Charles Kingston

Personal information
- Full name: Charles Arthur Kingston
- Born: 5 December 1865 Northampton, Northamptonshire, England
- Died: 7 October 1917 (aged 51)
- Batting: Right-handed
- Relations: Fred Kingston (brother) Hubert Kingston (brother) James Kingston (brother) William Kingston (brother)

Domestic team information
- 1895–1896: Northamptonshire
- 1891/92: Demerara

Career statistics
| Competition | First-class |
| Matches | 3 |
| Runs scored | 34 |
| Batting average | 6.80 |
| 100s/50s | –/– |
| Top score | 21 |
| Balls bowled | – |
| Wickets | – |
| Bowling average | – |
| 5 wickets in innings | – |
| 10 wickets in match | – |
| Best bowling | – |
| Catches/stumpings | 4/– |
- Source: Cricinfo, 12 October 2013

= Charles Kingston (cricketer) =

English cricketer

Charles Arthur Kingston (5 December 1865 - 14 October 1917) was an English cricketer. Kingston was a right-handed batsman.

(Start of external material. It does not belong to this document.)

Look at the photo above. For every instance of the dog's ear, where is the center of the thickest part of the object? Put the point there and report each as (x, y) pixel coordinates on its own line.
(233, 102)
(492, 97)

Born at Northampton, Northamptonshire, Kingston made his debut in first-class cricket while in British Guiana for Demerara against Barbados in the 1891/92 Inter-Colonial Tournament. He made two further first-class appearances in that seasons tournament, against Trinidad and in the tournament final against Barbados. Kingston scored a total of 34 runs in his three matches, averaging 6.80, with a high score of 21. He later returned to England, where he played minor counties cricket for Northamptonshire, debuting against Staffordshire in 1895 in what was Northamptonshire's inaugural Minor Counties Championship match. He made two further appearances for the county in the 1896 Minor Counties Championship against Northumberland and Durham.

He died on 14 October 1917. His brothers Fred, Hubert, James, and William all played first-class cricket.